Juru Bicara Kementerian Luar Negeri Indonesia Teuku Faizasyah mengatakan pertemuan tersebut akan dilakukan secara virtual.
"Pertemuan sekitar pukul 15.00 WIB," jelas Faizasyah kepada Anadolu Agency melalui pesan singkat
Sementara itu, Menteri Luar Negeri Singapura Vivian Balakrishnan juga mengkonfirmasi pertemuan khusus para menteri luar negeri ASEAN dan militer Myanmar yang digelar pada Selasa.
“Kami percaya pada keterlibatan dan dialog dengan itikad baik bersama semua pemangku kepentingan terkait,” kata Balakrishnan dalam debat Komite Kementerian Luar Negeri Singapura pada Senin.
Dia mengatakan pertemuan khusus menteri luar negeri ASEAN akan diadakan melalui konferensi video dan para menteri luar negeri akan mendengarkan keterangan perwakilan dari otoritas militer Myanmar.
Dia juga meminta pihak-pihak di Myanmar turut terlibat dalam diskusi guna mencapai rekonsiliasi nasional dan mengembalikan negara itu ke jalur transisi demokrasi.

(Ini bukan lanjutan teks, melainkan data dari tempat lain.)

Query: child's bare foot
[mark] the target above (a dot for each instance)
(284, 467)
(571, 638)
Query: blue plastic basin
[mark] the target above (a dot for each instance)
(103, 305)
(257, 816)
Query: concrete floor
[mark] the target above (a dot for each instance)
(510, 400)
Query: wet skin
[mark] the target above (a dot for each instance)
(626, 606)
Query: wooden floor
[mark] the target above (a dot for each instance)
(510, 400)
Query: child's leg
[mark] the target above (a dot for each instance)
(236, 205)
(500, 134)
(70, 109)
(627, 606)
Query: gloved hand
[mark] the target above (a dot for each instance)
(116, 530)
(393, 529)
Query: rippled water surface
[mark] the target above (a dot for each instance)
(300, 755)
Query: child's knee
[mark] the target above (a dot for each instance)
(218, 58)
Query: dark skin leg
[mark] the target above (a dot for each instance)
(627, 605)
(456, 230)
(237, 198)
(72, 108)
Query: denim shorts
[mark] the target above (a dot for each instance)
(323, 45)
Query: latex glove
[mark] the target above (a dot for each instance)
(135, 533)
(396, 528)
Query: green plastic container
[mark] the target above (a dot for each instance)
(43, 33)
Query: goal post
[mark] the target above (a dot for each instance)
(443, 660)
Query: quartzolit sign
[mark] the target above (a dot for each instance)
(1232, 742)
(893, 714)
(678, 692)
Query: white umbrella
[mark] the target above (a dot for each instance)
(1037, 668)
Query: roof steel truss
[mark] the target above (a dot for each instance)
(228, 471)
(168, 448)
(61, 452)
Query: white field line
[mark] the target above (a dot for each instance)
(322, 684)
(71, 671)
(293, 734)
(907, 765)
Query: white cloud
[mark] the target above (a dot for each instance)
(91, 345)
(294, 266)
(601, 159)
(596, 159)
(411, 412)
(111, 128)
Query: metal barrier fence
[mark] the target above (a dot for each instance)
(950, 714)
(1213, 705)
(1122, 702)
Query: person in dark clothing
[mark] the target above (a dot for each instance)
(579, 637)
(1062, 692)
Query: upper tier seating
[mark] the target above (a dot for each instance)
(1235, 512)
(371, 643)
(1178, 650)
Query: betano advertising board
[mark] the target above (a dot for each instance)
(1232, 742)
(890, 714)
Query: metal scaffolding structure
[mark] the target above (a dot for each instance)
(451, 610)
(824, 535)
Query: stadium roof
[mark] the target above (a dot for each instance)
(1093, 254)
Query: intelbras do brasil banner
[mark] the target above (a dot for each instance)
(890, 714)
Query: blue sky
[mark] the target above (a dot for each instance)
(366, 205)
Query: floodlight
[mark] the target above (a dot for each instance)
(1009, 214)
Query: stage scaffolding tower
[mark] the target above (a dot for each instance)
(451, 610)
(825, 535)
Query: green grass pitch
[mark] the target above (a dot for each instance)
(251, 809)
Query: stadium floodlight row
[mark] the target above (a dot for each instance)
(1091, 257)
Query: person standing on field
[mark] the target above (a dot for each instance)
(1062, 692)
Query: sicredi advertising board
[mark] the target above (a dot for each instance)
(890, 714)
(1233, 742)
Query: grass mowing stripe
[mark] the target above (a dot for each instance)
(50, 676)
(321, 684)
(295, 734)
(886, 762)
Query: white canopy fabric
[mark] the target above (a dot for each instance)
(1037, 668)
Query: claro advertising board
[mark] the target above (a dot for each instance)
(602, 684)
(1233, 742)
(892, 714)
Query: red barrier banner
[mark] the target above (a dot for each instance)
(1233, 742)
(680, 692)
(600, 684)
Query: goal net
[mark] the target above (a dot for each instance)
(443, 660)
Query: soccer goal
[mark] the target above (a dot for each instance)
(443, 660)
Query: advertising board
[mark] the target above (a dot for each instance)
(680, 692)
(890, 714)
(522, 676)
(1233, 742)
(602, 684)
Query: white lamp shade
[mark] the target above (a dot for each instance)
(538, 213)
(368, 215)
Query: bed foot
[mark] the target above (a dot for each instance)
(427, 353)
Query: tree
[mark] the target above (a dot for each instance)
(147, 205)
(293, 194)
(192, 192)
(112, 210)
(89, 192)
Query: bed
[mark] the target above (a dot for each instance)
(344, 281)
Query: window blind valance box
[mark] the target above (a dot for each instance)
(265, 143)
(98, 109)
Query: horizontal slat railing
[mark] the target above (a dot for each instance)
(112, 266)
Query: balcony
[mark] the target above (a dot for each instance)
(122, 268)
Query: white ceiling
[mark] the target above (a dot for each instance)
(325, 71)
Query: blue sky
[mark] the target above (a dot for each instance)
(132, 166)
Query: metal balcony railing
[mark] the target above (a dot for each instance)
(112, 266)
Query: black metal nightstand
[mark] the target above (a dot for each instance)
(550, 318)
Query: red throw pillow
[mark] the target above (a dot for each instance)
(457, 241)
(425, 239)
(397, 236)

“Tapi ini hanya bisa dimulai jika tahanan politik termasuk pemimpin sipil Aung San Suu Kyi dan Presiden Win Myint segera dibebaskan,” ucap dia.
Balakrishnan juga mengatakan ASEAN akan bekerja sama dengan mitra eksternal untuk mendorong dialog inklusif dengan para pemangku kepentingan utama.
“Kita harus memastikan bahwa hubungan yang saling menguntungkan yang telah dibangun ASEAN dan mitra kita tidak dilumpuhkan oleh masalah ini,” ujar dia.